How to Control Cat Dandruff & Why They Get It in the First Place
If your cat has flaky skin, it’s probably dandruff. Cat dandruff is especially common in overweight and older cats. Learn what causes it and easy remedies you can try at home to help.
Noticing white flakes every time you scratch your kitty? It’s probably dandruff. It’s a common condition, especially in overweight or older cats who can’t reach around to groom themselves as well. Learn the simple things you can do at home to get rid of cat dandruff.
Causes of Cat Dandruff
It’s normal for both skin cells and hair to shed at the end of their growth cycle. But if dead skin cells build up—because of lack of grooming or because some cats are prone to it—they become visible and you’ll see white flakes on your kitty. Overweight and older cats do less grooming, which means you’ll see more flaky skin since it’s not being licked away.
“Many people think dandruff is just dry skin, but cats are actually oily-skinned creatures,” says Lynn Paolillo, CFMG, CFCG, an instructor at the National Cat Groomers Institute. “Dandruff is the shedding of oily, dead skin that’s accumulated over time.”
Cat Dandruff and Dander: Not the Same!
Dandruff and dander aren’t the same things, though people often use the terms interchangeably.
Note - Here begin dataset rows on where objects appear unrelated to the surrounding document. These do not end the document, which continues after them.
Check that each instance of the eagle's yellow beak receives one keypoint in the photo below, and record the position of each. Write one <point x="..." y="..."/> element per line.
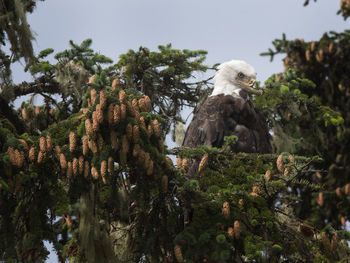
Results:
<point x="249" y="87"/>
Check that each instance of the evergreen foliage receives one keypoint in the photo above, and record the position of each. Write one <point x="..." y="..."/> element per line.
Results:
<point x="89" y="172"/>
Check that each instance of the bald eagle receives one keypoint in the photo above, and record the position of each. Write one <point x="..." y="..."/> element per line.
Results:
<point x="229" y="111"/>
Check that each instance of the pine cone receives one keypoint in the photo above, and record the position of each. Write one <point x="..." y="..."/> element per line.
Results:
<point x="37" y="111"/>
<point x="141" y="158"/>
<point x="236" y="229"/>
<point x="32" y="154"/>
<point x="93" y="94"/>
<point x="49" y="145"/>
<point x="203" y="163"/>
<point x="86" y="169"/>
<point x="99" y="113"/>
<point x="122" y="96"/>
<point x="104" y="171"/>
<point x="116" y="114"/>
<point x="308" y="55"/>
<point x="130" y="109"/>
<point x="334" y="241"/>
<point x="85" y="145"/>
<point x="81" y="164"/>
<point x="114" y="140"/>
<point x="128" y="132"/>
<point x="93" y="146"/>
<point x="25" y="144"/>
<point x="164" y="183"/>
<point x="136" y="150"/>
<point x="110" y="114"/>
<point x="325" y="241"/>
<point x="148" y="103"/>
<point x="135" y="105"/>
<point x="40" y="157"/>
<point x="125" y="145"/>
<point x="69" y="170"/>
<point x="142" y="105"/>
<point x="24" y="114"/>
<point x="320" y="199"/>
<point x="115" y="84"/>
<point x="75" y="166"/>
<point x="313" y="46"/>
<point x="347" y="189"/>
<point x="156" y="128"/>
<point x="338" y="192"/>
<point x="178" y="254"/>
<point x="110" y="164"/>
<point x="123" y="158"/>
<point x="42" y="144"/>
<point x="88" y="128"/>
<point x="19" y="158"/>
<point x="69" y="222"/>
<point x="103" y="98"/>
<point x="279" y="163"/>
<point x="291" y="159"/>
<point x="230" y="232"/>
<point x="226" y="210"/>
<point x="150" y="168"/>
<point x="179" y="163"/>
<point x="72" y="141"/>
<point x="122" y="112"/>
<point x="319" y="56"/>
<point x="286" y="171"/>
<point x="94" y="173"/>
<point x="135" y="133"/>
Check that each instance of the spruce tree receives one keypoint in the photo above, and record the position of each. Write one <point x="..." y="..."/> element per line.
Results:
<point x="90" y="171"/>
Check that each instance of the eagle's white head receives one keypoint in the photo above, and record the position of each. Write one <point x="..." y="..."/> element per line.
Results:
<point x="234" y="76"/>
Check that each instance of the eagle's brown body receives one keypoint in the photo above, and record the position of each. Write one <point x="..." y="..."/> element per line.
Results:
<point x="221" y="116"/>
<point x="225" y="115"/>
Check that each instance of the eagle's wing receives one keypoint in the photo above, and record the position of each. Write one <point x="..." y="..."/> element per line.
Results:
<point x="221" y="116"/>
<point x="208" y="125"/>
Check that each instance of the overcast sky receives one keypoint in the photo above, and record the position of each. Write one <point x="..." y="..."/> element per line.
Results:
<point x="227" y="29"/>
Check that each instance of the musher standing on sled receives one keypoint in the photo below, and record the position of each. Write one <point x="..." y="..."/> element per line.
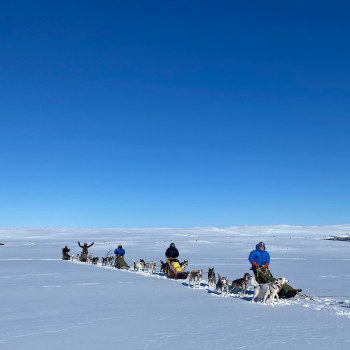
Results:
<point x="259" y="258"/>
<point x="119" y="258"/>
<point x="172" y="252"/>
<point x="84" y="253"/>
<point x="65" y="255"/>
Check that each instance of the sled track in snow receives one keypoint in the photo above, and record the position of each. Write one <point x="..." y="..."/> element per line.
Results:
<point x="330" y="304"/>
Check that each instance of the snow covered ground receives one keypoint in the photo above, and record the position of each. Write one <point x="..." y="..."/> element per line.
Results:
<point x="47" y="303"/>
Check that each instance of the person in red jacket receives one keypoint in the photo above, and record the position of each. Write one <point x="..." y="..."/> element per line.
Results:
<point x="65" y="255"/>
<point x="84" y="253"/>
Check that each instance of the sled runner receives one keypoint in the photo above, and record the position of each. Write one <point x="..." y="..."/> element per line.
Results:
<point x="174" y="270"/>
<point x="265" y="276"/>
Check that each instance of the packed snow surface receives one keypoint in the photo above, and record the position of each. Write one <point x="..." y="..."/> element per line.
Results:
<point x="48" y="303"/>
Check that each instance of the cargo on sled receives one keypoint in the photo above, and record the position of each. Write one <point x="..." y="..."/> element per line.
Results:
<point x="174" y="270"/>
<point x="265" y="276"/>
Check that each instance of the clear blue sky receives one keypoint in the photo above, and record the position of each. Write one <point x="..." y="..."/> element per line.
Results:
<point x="174" y="113"/>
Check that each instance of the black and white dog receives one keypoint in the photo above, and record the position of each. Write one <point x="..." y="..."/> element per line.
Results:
<point x="196" y="277"/>
<point x="241" y="283"/>
<point x="139" y="266"/>
<point x="211" y="278"/>
<point x="267" y="291"/>
<point x="222" y="285"/>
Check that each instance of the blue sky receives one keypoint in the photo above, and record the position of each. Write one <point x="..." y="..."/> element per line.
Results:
<point x="174" y="113"/>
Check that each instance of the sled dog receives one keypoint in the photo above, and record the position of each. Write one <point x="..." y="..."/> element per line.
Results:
<point x="139" y="266"/>
<point x="267" y="291"/>
<point x="196" y="277"/>
<point x="211" y="278"/>
<point x="183" y="264"/>
<point x="222" y="285"/>
<point x="162" y="266"/>
<point x="151" y="266"/>
<point x="241" y="283"/>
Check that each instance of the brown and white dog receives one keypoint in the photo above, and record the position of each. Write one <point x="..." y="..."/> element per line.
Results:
<point x="222" y="285"/>
<point x="151" y="266"/>
<point x="267" y="291"/>
<point x="196" y="277"/>
<point x="108" y="260"/>
<point x="241" y="283"/>
<point x="139" y="266"/>
<point x="183" y="264"/>
<point x="211" y="278"/>
<point x="95" y="260"/>
<point x="162" y="266"/>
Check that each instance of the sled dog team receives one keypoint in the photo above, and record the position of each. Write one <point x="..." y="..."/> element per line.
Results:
<point x="259" y="258"/>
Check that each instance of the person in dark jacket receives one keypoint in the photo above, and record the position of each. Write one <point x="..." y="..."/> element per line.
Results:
<point x="120" y="251"/>
<point x="65" y="255"/>
<point x="120" y="263"/>
<point x="84" y="253"/>
<point x="172" y="251"/>
<point x="85" y="248"/>
<point x="259" y="258"/>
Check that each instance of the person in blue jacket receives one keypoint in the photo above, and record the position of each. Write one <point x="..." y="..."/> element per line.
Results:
<point x="120" y="251"/>
<point x="259" y="258"/>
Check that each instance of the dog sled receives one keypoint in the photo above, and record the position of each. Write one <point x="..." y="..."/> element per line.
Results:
<point x="265" y="276"/>
<point x="120" y="263"/>
<point x="174" y="270"/>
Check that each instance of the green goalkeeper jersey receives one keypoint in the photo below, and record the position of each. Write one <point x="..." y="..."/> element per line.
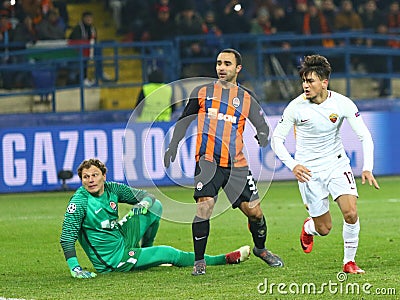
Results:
<point x="94" y="222"/>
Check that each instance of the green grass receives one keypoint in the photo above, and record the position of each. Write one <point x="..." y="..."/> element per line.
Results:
<point x="32" y="265"/>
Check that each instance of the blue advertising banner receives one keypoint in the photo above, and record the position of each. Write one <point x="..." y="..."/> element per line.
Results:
<point x="32" y="157"/>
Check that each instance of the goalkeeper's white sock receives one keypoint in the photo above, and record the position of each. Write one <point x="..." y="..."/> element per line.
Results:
<point x="309" y="227"/>
<point x="350" y="238"/>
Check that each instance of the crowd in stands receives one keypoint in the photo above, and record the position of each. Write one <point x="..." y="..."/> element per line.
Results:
<point x="154" y="20"/>
<point x="188" y="17"/>
<point x="164" y="19"/>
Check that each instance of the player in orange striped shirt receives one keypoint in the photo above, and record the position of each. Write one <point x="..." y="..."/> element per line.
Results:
<point x="222" y="108"/>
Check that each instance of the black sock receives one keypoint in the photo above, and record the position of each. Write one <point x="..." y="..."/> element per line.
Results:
<point x="200" y="231"/>
<point x="258" y="230"/>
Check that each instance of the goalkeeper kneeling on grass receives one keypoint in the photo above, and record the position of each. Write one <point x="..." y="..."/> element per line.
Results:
<point x="120" y="245"/>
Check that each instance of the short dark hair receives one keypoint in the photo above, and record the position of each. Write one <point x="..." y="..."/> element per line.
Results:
<point x="238" y="56"/>
<point x="87" y="163"/>
<point x="315" y="63"/>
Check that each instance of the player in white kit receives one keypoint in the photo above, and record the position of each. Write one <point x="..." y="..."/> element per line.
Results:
<point x="320" y="164"/>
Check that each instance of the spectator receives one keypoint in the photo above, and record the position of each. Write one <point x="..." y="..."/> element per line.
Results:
<point x="234" y="19"/>
<point x="136" y="18"/>
<point x="314" y="22"/>
<point x="329" y="10"/>
<point x="85" y="33"/>
<point x="52" y="27"/>
<point x="163" y="28"/>
<point x="379" y="62"/>
<point x="371" y="16"/>
<point x="25" y="32"/>
<point x="189" y="22"/>
<point x="154" y="103"/>
<point x="61" y="5"/>
<point x="262" y="23"/>
<point x="347" y="18"/>
<point x="213" y="33"/>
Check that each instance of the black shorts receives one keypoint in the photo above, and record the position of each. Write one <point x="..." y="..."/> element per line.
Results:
<point x="238" y="183"/>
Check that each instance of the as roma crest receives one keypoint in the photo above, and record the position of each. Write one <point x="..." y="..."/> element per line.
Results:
<point x="333" y="118"/>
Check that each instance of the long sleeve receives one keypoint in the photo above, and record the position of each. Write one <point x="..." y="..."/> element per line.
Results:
<point x="359" y="127"/>
<point x="73" y="218"/>
<point x="279" y="136"/>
Allergy-inducing dander is actually caused by a protein in a cat’s saliva, Paolillo says. When cats lick themselves, the microscopic protein attaches and dries onto their hair and skin. Dander can be a part of dandruff.
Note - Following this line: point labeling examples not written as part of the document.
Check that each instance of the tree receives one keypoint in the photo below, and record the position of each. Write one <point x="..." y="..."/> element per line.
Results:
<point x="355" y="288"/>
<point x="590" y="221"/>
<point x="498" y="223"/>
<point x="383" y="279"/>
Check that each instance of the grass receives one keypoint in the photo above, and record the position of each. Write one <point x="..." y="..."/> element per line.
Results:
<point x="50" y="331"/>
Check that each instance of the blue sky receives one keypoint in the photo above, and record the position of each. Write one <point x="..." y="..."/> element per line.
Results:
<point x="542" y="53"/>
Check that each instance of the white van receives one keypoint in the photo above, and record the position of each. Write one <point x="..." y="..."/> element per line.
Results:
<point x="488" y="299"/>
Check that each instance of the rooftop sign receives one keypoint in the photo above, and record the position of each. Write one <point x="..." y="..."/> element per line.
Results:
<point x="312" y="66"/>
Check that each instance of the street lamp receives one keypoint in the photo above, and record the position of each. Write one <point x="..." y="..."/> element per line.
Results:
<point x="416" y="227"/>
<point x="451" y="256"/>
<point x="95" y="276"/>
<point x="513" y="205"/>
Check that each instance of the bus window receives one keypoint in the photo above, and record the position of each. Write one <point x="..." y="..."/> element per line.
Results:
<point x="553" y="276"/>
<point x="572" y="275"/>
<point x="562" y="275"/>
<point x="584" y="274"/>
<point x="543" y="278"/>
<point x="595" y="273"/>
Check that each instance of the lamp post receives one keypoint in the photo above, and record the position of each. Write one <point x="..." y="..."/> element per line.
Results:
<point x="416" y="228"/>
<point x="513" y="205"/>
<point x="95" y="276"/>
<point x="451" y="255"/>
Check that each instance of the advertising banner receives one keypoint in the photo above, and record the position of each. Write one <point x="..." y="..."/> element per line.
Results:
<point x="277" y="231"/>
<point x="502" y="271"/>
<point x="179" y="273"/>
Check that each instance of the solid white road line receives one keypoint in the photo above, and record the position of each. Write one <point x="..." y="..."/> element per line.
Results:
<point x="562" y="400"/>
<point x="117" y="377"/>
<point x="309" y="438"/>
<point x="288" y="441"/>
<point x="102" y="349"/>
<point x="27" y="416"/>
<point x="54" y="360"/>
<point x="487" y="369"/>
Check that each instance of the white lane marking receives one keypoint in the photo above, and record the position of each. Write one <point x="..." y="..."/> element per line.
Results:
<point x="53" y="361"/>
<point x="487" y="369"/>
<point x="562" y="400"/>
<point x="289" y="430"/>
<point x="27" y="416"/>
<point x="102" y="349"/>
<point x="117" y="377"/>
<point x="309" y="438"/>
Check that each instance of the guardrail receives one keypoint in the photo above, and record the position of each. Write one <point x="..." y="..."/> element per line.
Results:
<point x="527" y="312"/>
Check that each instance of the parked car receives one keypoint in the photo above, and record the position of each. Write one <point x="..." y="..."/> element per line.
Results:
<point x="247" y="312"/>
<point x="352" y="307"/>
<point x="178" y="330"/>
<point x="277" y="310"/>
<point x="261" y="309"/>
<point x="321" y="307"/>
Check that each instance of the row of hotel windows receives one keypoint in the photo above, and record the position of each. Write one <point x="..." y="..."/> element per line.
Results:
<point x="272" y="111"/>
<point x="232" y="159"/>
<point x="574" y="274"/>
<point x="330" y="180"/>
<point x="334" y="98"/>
Cat Dandruff vs. Flea Eggs
Both dandruff and flea eggs are tiny and white. But flea eggs are smooth and oval-shaped, and usually don’t tend to accumulate on cats (flea eggs typically fall off within a few hours). Dandruff, on the other hand, tends to stick to and stay in the hair. So if you’re seeing white flakes on your cat, it’s most likely dandruff.
Cat Dandruff Treatments
To help get rid of your cat’s dandruff, Paolillo says as long as your cat sees the vet on a regular basis and has no underlying health problems, a bath with a gentle cat shampoo should do the trick. Bathe your cat every month or two to help wash away the excess oily skin. Doing it regularly will usually be enough to keep a cat’s skin in good shape.
If your cat hates taking baths, you may be tempted to try a product that doesn’t require a trip to the tub. But Paolillo says she doesn’t recommend wipes or waterless shampoos “because the product stays on top of the coat and gets licked off.” But if giving your cat a bath at home is simply out of the question, “take them to a groomer that works with cats,” Paolillo says.
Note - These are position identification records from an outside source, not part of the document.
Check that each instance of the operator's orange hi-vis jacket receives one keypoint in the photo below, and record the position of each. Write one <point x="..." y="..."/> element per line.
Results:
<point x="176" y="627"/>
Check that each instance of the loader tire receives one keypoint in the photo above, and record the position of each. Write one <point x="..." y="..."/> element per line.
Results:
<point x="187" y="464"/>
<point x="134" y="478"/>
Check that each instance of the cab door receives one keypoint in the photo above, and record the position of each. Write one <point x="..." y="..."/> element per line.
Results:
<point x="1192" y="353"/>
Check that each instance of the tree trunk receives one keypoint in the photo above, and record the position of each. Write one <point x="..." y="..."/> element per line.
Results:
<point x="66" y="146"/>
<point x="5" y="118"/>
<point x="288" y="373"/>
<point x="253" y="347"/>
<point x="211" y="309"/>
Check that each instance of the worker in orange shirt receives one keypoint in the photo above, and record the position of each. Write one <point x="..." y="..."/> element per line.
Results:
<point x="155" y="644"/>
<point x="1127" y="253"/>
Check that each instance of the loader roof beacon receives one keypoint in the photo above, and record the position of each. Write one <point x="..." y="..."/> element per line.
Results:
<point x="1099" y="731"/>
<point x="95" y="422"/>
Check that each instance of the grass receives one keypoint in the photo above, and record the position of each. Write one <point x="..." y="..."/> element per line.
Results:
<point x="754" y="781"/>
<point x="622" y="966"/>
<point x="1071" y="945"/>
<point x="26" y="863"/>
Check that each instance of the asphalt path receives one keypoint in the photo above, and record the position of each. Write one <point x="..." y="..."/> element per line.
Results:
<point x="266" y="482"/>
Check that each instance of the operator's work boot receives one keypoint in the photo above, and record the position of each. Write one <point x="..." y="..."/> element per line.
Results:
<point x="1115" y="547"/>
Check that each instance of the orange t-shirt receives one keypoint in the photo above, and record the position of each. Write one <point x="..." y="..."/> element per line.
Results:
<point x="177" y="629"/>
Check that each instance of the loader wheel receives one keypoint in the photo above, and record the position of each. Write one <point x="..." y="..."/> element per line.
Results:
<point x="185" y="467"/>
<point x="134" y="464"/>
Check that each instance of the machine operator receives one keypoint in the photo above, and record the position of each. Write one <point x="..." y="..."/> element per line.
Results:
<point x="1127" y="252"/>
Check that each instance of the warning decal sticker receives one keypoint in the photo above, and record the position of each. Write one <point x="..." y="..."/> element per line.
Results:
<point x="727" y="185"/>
Home Remedies for Cat Dandruff
In addition to regular bathing with a gentle shampoo made for cats, there are a few other steps you can take at home to promote healthy skin and reduce dandruff. The ASPCA recommends brushing your cat a couple of times a week, especially as your feline friend grows older, to help remove dead skin cells and increase blood flow.
“Doing things to improve the overall health of your cat can make a difference in the skin and coat,” Paolillo says. For example, feed your cat a high-quality food. The experts at the Cornell Feline Health Center recommend finding a cat food that lists meat or seafood (or meat byproducts), within the first three ingredients. You can also encourage your kitty to drink more water to stay hydrated.
Typically, cat dandruff isn’t something to worry about and is easily treatable at home. However, if you notice other issues with your cat’s skin or coat—like dull hair, excessive licking or scratching, or something resembling a rash—see your vet in order to rule out anything more serious.